Батюшков не болен - страница 5



Были среди вещиц и диковинные, например, турецкий казан. Прадед поэта захватил его в Очаковском сражении 1737 года. Казан служил янычарам и общим котлом, и чем-то вроде военно-полевого талисмана. Потерять его означало потерять воинскую честь. А теперь даниловские девки нагревали в “талисмане” воду в бане для мытья и стирки. Некоторые из предметов разобрали, отселяясь от отца, сёстры Варвара и Александра, когда тот повторно женился. Что-то ушло в приданое старшей Анне, венчанной здесь же, в Даниловском, с помещиком Абрамом Гревенсом. А часть вещей составила обстановку Даниловского уже в новое время – например, небольшой лакированный ящик, прозванный дворовыми “гробиком”. В нём лежала “чёрная нога”, которая, считали они, стучит по ночам на лестнице. В сражении с наполеоновской армией под Кульмом тестю Помпея – Николаю Кривцову – оторвало ногу, и остаток жизни он, действительно, проходил на чёрном голландском протезе. Его дочь Софья, выйдя замуж за Помпея, после смерти отца не пожелала расстаться с протезом, так “нога” оказалась в Даниловском. Возможно, в сознании Помпея она как-то увязывалась со старшим братом Константином – поэт Батюшков участвовал в той же военной кампании, что и Кривцов, хотя не был ранен.

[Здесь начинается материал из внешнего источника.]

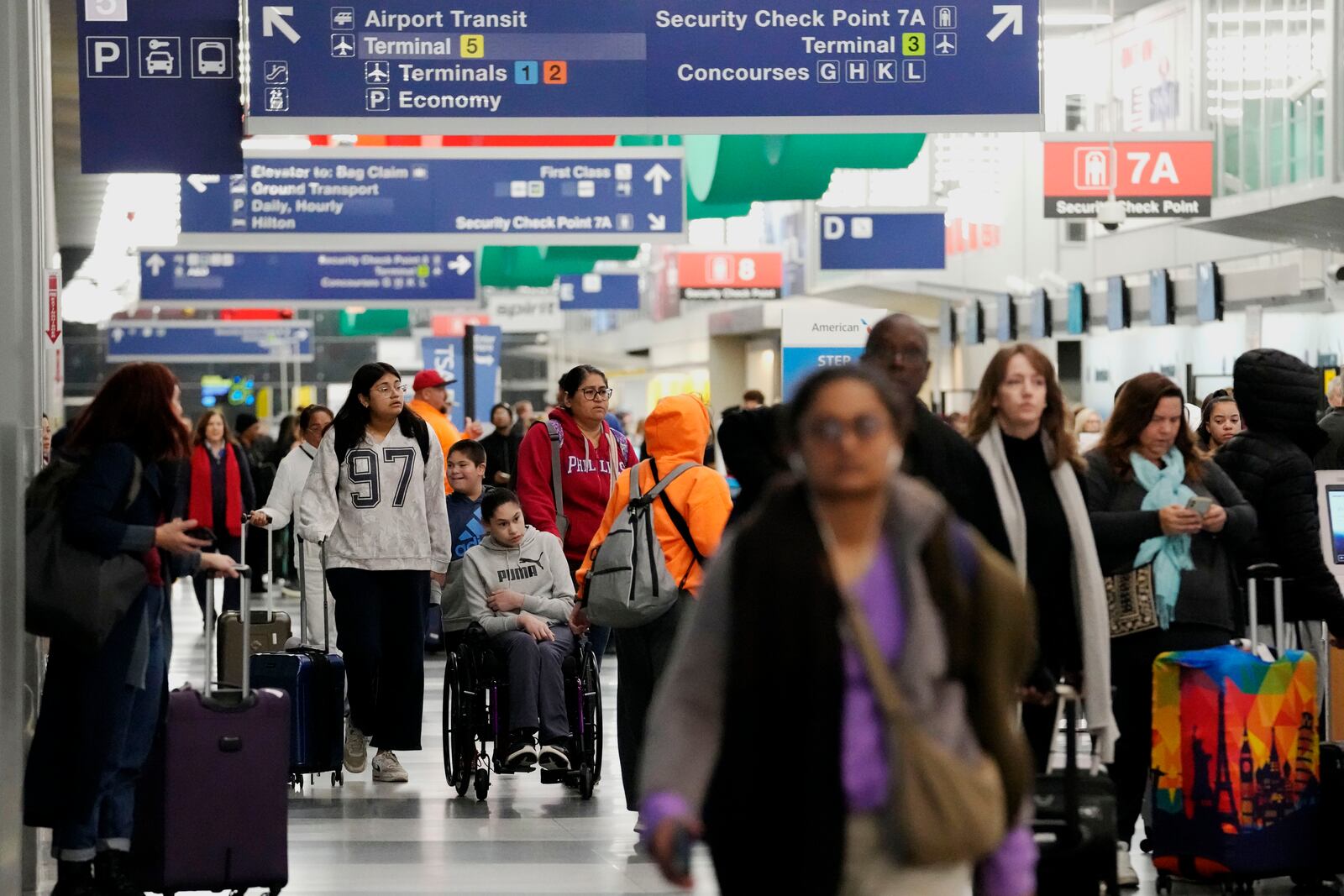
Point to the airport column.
(26, 190)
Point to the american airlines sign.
(1151, 177)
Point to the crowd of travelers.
(880, 586)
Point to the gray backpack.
(629, 584)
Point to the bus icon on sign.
(1093, 167)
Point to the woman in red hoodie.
(591, 457)
(221, 490)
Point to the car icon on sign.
(159, 60)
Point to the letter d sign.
(107, 58)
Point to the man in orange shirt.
(433, 405)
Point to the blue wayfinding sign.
(882, 241)
(586, 196)
(600, 291)
(159, 86)
(654, 66)
(205, 342)
(444, 354)
(483, 347)
(309, 280)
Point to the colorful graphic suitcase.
(1236, 768)
(315, 681)
(212, 810)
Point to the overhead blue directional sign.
(882, 241)
(427, 199)
(600, 291)
(159, 86)
(205, 342)
(308, 280)
(654, 66)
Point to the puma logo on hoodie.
(519, 574)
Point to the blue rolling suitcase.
(315, 681)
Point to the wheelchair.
(476, 716)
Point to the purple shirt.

Для маленького Помпея война была законченным прошлым. И батюшковские костыли, и протез тестя, хранившийся за шкафом, давно стали частью легенды. На костылях брат Константин вернётся в Даниловское из первого военного похода. Боевую отметину он получит на несколько лет раньше Помпеева тестя: в сражении под Гейльсбергом (1807), когда Наполеон громил коалицию. От ранения Батюшков оправится, но ревматические боли не будут давать ему покоя весь остаток жизни. В больном рассудке он разговаривает с ногой и даже пишет ей стихи.


Чтение книг создавало в уме образы, мало совместимые с миром провинциальной усадьбы. Взгляд, поднятый от страницы “Метаморфоз” Овидия, блуждал по заснеженному полю и упирался в лес. Вот села на ветку галка, и столбик снега упал на сугроб. Со двора понесли рогожи. Мелодия чужого языка переплеталась с пением крепостных девушек. Перечитывая батюшковские “Опыты в стихах и прозе”, Пушкин отметит “слишком явное смешение древних обычаев мифологических с обычаями жителя подмосковной деревни”[2]. Но таков был путь русской поэзии – к реальной, а не условной картине жизни, намеченный ещё Карамзиным и Державиным, продолженный Батюшковым, но до конца пройденный лишь самим Александром Сергеевичем.


Могилы Батюшковых-предков находились в “преддверии” Спасской церкви. Она стояла в дальнем конце парка – там, где рельеф идёт на подъём и резко обрывается к дороге. И прадед, и дед, и отец, и мать Помпея упокоились здесь. Двадцать лет назад Помпей планировал перенести сюда из Вологды прах старшего брата и даже добился разрешения на перезахоронение. Это было бы данью дворянской традиции, чтобы сыновья лежали рядом с отцами. Но всполошилась сводная сестра Варвара. Она была против, чтобы останки брата переместились в Даниловское, и даже написала письмо министру внутренних дел П.А. Валуеву. Во-первых, она была оскорблена тем, что Помпей не поставил её в известность. Во-вторых, сам поэт завещал похоронить его в Спасо-Прилуцком монастыре Вологды; в-третьих, в своё время Помпей не принял участия в обустройстве могилы брата, и не имел, по мнению Варвары Николаевны, морального права распоряжаться останками. В-четвёртых, Даниловское в её сознании было прочно связано с новой семьёй отца; она не хотела возвращаться туда, пусть даже на могилы. В Рукописном отделе Российской национальной библиотеки хранится черновик письма, которое по просьбе Помпея написала Варваре его жена Софья (сам он по-чиновничьи устранился). По тону этого “оправдательного письма” видно, насколько холодны стали их отношения. История с перезахоронением расстроила их. Помпей и сейчас, двадцать лет спустя, чувствовал себя уязвлённым. Трёхтомник брата, который он задумал, мог бы снова возвысить Его Высокопревосходительство. Он не мог предположить, что и могилы, и храм через каких-нибудь полвека уничтожат, а строчка поэта Батюшкова (“Минутны странники, мы ходим по гробам”) превратится из метафоры в жуткую советскую реальность.